A Texas school district is celebrating its own “Pride Week,” including small group activities that students – from pre-K through 5th grade – have been told to keep secret.
Austin Independent School District’s Pride Week began Monday and will end on Friday.
Each day is dedicated to a specific “pride-oriented” theme. For example, on Monday students focused on the history of the “LGBTQIA+” movement. Monday’s theme was “Differences are Awesome.” More information is available on the district’s website.
Pre-K and elementary students also can participate in “community circles” during the week. The district released guidelines for these small groups on Twitter that encourage students to keep what happens in those groups secret.

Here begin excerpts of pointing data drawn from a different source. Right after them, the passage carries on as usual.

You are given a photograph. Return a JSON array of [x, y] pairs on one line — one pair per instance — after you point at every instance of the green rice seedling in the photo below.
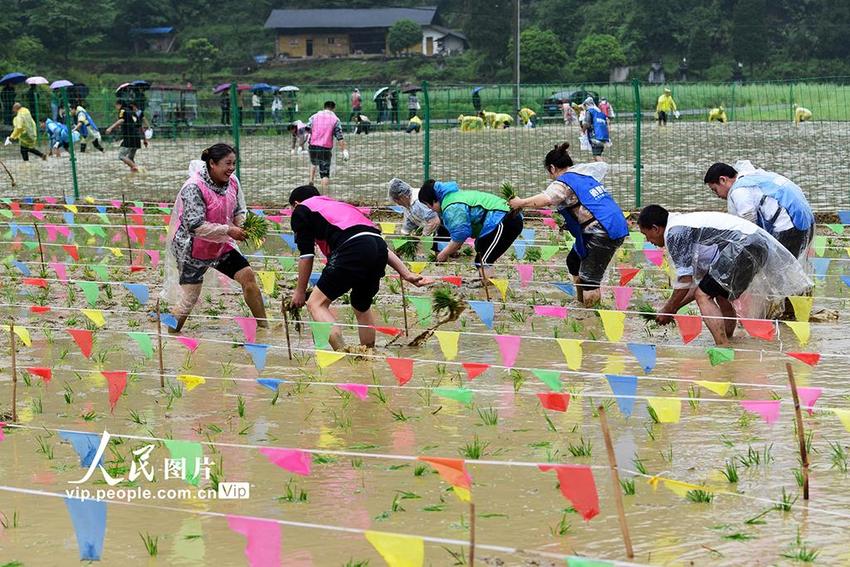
[[488, 416], [583, 449], [474, 450], [151, 543]]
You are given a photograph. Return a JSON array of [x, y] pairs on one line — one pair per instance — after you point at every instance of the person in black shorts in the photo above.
[[357, 259]]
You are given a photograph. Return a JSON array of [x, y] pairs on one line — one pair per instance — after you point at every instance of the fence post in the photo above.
[[426, 134], [70, 123], [235, 120], [638, 166]]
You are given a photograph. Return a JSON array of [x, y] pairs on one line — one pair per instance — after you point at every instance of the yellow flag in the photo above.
[[802, 307], [191, 381], [719, 388], [667, 410], [267, 279], [572, 352], [802, 330], [501, 285], [844, 416], [325, 358], [417, 267], [398, 550], [95, 315], [448, 343]]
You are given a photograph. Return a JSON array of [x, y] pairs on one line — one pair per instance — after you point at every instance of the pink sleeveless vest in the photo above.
[[341, 215], [322, 130], [219, 211]]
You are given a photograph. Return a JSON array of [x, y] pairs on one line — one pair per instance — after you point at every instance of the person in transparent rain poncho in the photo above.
[[720, 259], [205, 225]]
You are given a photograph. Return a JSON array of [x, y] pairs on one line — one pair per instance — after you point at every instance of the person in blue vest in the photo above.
[[590, 213], [595, 127], [767, 199]]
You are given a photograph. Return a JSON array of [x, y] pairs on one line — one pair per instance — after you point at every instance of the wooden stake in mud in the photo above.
[[159, 345], [471, 533], [14, 372], [801, 434], [615, 483], [284, 307], [40, 248]]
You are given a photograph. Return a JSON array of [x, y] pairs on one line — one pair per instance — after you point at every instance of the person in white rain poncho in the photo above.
[[205, 225], [717, 258]]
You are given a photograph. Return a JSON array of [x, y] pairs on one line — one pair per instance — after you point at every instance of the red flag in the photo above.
[[759, 328], [402, 368], [116, 382], [690, 326], [452, 471], [810, 358], [83, 338], [72, 251], [554, 401], [627, 274], [474, 369], [44, 373], [577, 486]]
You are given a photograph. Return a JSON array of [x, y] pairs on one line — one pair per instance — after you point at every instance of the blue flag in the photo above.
[[623, 386], [89, 519], [645, 355], [485, 310], [258, 354]]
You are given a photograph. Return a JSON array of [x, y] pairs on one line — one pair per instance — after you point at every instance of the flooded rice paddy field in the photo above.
[[363, 473], [674, 160]]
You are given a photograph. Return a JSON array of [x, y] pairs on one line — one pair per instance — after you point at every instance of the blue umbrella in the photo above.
[[12, 78]]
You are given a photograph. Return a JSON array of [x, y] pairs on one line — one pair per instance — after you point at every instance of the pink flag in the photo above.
[[359, 390], [654, 255], [808, 397], [767, 409], [622, 296], [526, 273], [249, 327], [509, 347], [292, 460], [550, 311], [263, 539], [188, 342]]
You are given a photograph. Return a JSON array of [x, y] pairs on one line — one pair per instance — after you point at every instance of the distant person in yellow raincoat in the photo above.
[[718, 114], [24, 131], [665, 106], [801, 114]]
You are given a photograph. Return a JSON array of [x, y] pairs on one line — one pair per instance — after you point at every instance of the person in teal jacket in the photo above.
[[472, 214]]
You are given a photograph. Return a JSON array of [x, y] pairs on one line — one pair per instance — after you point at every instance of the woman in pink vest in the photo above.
[[357, 257], [205, 225]]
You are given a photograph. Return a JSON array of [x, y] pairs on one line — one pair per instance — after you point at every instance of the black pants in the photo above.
[[490, 247]]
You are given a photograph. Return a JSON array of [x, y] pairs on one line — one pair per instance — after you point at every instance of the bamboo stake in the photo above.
[[801, 434], [615, 483]]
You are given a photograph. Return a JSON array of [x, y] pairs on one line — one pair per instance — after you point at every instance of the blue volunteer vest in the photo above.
[[789, 196], [594, 197], [600, 124]]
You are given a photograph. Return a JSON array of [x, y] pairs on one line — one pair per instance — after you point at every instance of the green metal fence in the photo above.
[[649, 163]]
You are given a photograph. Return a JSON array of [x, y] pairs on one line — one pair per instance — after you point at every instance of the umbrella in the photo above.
[[379, 93], [12, 78]]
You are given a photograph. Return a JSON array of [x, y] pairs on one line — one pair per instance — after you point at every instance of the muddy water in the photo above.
[[673, 159], [516, 506]]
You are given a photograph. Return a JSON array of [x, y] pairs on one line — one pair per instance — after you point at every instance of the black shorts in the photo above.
[[229, 265], [490, 247], [321, 158], [591, 268], [358, 265]]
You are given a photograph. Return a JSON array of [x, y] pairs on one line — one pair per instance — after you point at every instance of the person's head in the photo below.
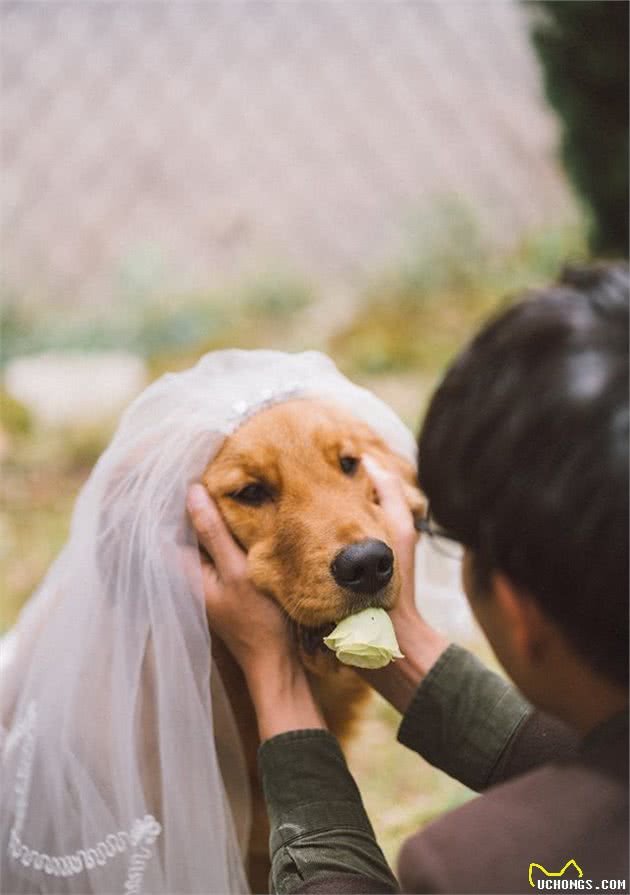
[[524, 460]]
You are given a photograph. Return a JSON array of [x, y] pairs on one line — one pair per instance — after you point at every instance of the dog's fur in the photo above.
[[312, 509]]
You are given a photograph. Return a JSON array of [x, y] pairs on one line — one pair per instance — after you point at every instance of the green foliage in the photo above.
[[138, 322], [416, 316], [583, 47], [14, 417]]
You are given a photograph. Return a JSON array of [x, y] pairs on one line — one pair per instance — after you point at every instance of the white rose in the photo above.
[[366, 640]]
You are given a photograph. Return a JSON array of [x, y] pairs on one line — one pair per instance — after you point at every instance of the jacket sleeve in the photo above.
[[472, 724], [321, 838]]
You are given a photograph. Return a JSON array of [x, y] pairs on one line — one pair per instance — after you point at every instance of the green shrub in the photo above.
[[583, 48]]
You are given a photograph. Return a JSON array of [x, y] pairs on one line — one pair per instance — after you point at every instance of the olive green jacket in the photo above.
[[464, 719]]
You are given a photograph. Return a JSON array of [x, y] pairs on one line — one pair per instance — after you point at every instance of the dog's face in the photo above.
[[291, 487]]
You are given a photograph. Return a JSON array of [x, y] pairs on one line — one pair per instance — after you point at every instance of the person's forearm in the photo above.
[[282, 698], [421, 646]]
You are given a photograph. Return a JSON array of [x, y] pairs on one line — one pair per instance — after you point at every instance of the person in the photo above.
[[523, 459]]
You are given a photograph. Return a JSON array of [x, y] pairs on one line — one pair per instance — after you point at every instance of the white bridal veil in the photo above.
[[122, 770]]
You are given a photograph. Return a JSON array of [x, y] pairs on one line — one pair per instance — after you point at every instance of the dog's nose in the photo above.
[[364, 567]]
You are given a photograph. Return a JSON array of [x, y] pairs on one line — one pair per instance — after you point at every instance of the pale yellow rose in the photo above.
[[366, 640]]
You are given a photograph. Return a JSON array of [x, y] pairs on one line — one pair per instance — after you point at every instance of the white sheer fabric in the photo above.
[[122, 767]]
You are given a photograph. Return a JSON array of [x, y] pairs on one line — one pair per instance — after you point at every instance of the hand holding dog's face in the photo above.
[[293, 490]]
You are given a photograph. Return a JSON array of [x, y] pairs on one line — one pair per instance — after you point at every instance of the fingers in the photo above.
[[391, 497], [213, 534]]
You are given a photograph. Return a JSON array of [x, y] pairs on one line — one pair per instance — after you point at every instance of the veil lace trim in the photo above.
[[140, 837]]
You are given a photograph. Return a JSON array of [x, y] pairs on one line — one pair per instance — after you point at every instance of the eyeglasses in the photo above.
[[442, 542]]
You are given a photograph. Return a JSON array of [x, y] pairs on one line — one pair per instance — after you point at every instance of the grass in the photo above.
[[409, 321]]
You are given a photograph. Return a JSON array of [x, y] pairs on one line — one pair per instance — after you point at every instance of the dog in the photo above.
[[291, 487]]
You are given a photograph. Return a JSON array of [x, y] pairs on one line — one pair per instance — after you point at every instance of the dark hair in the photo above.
[[524, 456]]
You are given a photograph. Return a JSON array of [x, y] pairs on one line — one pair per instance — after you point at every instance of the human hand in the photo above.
[[419, 642], [251, 625]]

One guideline for pre-K to 2nd graders reads, “What we say in this room stays in this room.” For 3rd-5th graders, a similar guideline: “Please remember that we agreed to keep what happened in this Circle confidential.”
The district’s request of confidentiality appears to contradict Texas law, which mandates schools give parents “full information”:
A parent is entitled to full information regarding the school activities of a parent’s child except as provided by Section 38.004. An attempt by any school district employee to encourage or coerce a child to withhold information from the child’s parent is grounds for discipline under Section 21.104, 21.156, or 21.211, as applicable.
Eduardo Villa, a district spokesperson, told the Daily Caller that parents “have the right to opt-out of the activities … Everyone, not just parents, has access to the [community circles] materials ahead of time.” Still, no further public comment by AISD was made about parents hearing what their children’s group discussed.
And that’s just not what most parents want. Surveys continue to show parents want to be in the driver’s seat when it comes to their children’s education.